Collar Ties Vs. Rafter Ties
In common rafter framing the rafters support the weight of the roof construction and snow or live load by pushing against the opposing rafters (at the ridge plate at the peak), pushing horizontally outward at the top of the supporting wall, and pushing vertically downward on the top of the supporting wall. The ceiling joists or ties not only provide vertical support for the weight of the ceiling, but they also resist the outward horizontal thrust of the rafters at the top of the supporting wall. That is, the ceiling joists or ties restrain the bottom of the rafter and the top of the wall from thrusting outward. The restraint by the ceiling joist or tie is usually provided through the opposing ceiling joist that is restraining the outward push from the bottom of the rafter on the other side of the roof.

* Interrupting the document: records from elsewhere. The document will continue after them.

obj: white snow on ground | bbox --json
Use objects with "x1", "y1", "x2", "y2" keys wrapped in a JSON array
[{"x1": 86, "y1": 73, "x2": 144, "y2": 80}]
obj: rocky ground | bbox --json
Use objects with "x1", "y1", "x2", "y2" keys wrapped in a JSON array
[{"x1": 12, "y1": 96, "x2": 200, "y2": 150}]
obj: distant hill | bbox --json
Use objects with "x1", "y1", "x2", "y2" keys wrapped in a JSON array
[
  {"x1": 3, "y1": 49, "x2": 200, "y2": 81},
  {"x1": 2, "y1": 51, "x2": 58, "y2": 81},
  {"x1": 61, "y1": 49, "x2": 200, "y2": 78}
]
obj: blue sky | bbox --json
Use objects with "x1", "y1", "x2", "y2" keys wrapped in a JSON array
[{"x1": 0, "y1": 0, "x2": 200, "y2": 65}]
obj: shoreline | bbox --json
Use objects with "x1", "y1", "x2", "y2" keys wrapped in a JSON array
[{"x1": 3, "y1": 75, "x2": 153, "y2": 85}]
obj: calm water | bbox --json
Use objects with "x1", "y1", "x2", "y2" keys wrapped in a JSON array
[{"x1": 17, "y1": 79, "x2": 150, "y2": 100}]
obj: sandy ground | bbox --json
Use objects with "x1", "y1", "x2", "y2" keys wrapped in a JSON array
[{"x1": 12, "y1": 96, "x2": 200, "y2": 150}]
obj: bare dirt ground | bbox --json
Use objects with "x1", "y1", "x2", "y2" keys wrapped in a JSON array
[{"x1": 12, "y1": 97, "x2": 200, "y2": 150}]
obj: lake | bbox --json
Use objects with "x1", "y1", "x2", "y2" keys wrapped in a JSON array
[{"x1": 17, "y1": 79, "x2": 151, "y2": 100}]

If the opposing ceiling joists or ties are not adequately attached to each other at their lap, or if the ceiling joists or ties are not adequately attached to the bottom of the rafters, or if the ceiling joists or ties span in a direction different than the rafters, the bottom of the rafters will thrust outward. Generally, the outward thrusting of the rafters will cause the top of the supporting walls to lean outward, the peak of the roof to drop and sag, and the drywall ceiling to be stretched and cracked.
In some construction the ceiling joists or ties are raised to create a higher ceiling or clearance under the rafter framing system. Generally, if the ceiling joists or ties remain within the lower third of the vertical height of the rafter framing they are still considered ceiling joists or ties. In these cases the rafters and the connection of the ceiling joists or ties require additional analysis and an increased size for the additional stresses created by the higher location. The magnitude of the horizontal outward thrust also depends on the weight being supported by the roof framing, the span (length) of the rafters, and the pitch of the roof.
If the ceiling joist or ties are raised to the upper third of the vertical height of the rafter framing, they are considered collar ties. Some believe that collar ties provide restraint similar to ceiling joists or ties. They do not. Computations show that the higher locations renders them practically ineffective in restraining the bottom ends of the rafters. Collar ties are actually installed to hold the top of the rafter framing together in the case of uplift from wind pressures.
Some of you may be wondering what the joist or tie in the middle third of the vertical height of the rafter framing is called. I’ve heard them referred to as a “collar tie” or a “brace.” Whatever the name, it is still practically ineffective for restraining the bottoms of the rafters from spreading, unless it has been engineered.
If in doubt, contact your local building official or consult a structural engineer.